A Tale of Three Cities

How imperishable hope was birthed in a time of troubles

By Neil Earle

Palace at Nineveh. Click to enlarge.

Jerusalem, Samaria, and Nineveh – three cities of the ancient world well known to readers of the Bible. These three capitals were involved in a dynamic conjunction of international power politics and Bible prophecy. A prophet named Isaiah was sent by God to deliver sobering oracles of judgment and repentance to each of them.

Jerusalem was David’s City, the capital of ancient Judah. Samaria was the capital of Judah’s brother-nation, Israel, to the north. Nineveh (pictured, above) was the chief urban center of aggressive Assyria, far-off in the area of the Tigris River. It was sometime around 745 B.C., as the dreaded Assyrian shadow fell over the Middle East, that Isaiah was called to the prophetic office (Isaiah 6:1-3).

The Assyrian Thunderbolt

Isaiah’s appointment came in the nick of time. The rulers of Nineveh were on the warpath. “The growth of Assyria began about 1100 B.C. but the empire reached the height of its power only after 700 B.C. By that time the Assyrians held most of Mesopotamia, Syria, the Palestine coast, and Egypt. They enforced their rule by a deliberate policy of frightfulness, enslaving and torturing and killing thousands of captives” (Strayer, Gatze, and Harbison, The Course of Civilization: Volume One, p. 30).

Isaiah’s call to prophesy was the thrilling overture to this tale of three cities. He was to be proclaimer of repentance to three people groups. God loved Jerusalem, of course, his temple was there. But he was also concerned about the neighboring kingdom of Israel just to the north. These tribes had split off from Judah and Jerusalem generations before, just after the time of Solomon (1 Kings 12).
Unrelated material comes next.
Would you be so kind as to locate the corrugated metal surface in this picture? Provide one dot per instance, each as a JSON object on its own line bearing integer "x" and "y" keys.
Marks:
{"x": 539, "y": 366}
Even fierce Assyria in their seemingly impregnable capital of Nineveh was not outside the scope of God’s love – a prophet named Jonah had been sent to them some years before (Jonah 1:1).

So, though Isaiah was based in Jerusalem, his call to repentance and hope would remind all who would hear that the God of Israel ruled in the affairs of men. This generous being stood ready to forgive (Isaiah 1:16-20). He would surely intervene for his people if they would turn to him in repentance and faith (Isaiah 2:5).

Isaiah’s name meant, roughly, “Yahweh is Salvation.” A skilled and passionate preacher, even though his prophecies often fell upon deaf ears (Isaiah 30:15-18). Isaiah gave shining visions of future hope that would far transcend his own day, visions of a Messiah who would appear to lead his people to lasting hope and security (Isaiah 11:1-5).

“The Assyrians are Coming”

Isaiah’s ministry thus coincided with “the most momentous events, more so than almost any period of Israelite history” (Lasor, Hubbard and Bush, Old Testament History, p. 279).

Here’s why. Assyria’s Tiglath-pileser came to power in Nineveh in 745 and by 740 had expanded into northern Syria. Israel’s king was forced to pay tribute (2 Kings 15:19). Soon, relentless Assyrian columns would slice across the upper Jordan region, seize Galilee and Gilead (Isaiah 9:1), and carry off many northern Israelites into captivity.

“The Assyrians are coming!” This alarm congealed the hearts of people in the Ancient Near East. Nations trembled at rumors that Assyria’s invincible army was on the prowl (Isaiah 5:26-28). Nineveh’s warlords employed calculated terror! One Assyrian leader boasted: “I stormed the mountain peaks and took them….The heads of their warriors I cut off, and I formed them into a pillar over against their city…I flayed all the chief men who had revolted” (Finegan, Light From the Ancient Past, p. 202-3).

Thus was the menace from Nineveh that threatened Samaria and Jerusalem. But Isaiah the Prophet was as relentless as the armies of Nineveh. He preached deliverance and hope. He knew that cruel Assyria was no match for the God of Israel.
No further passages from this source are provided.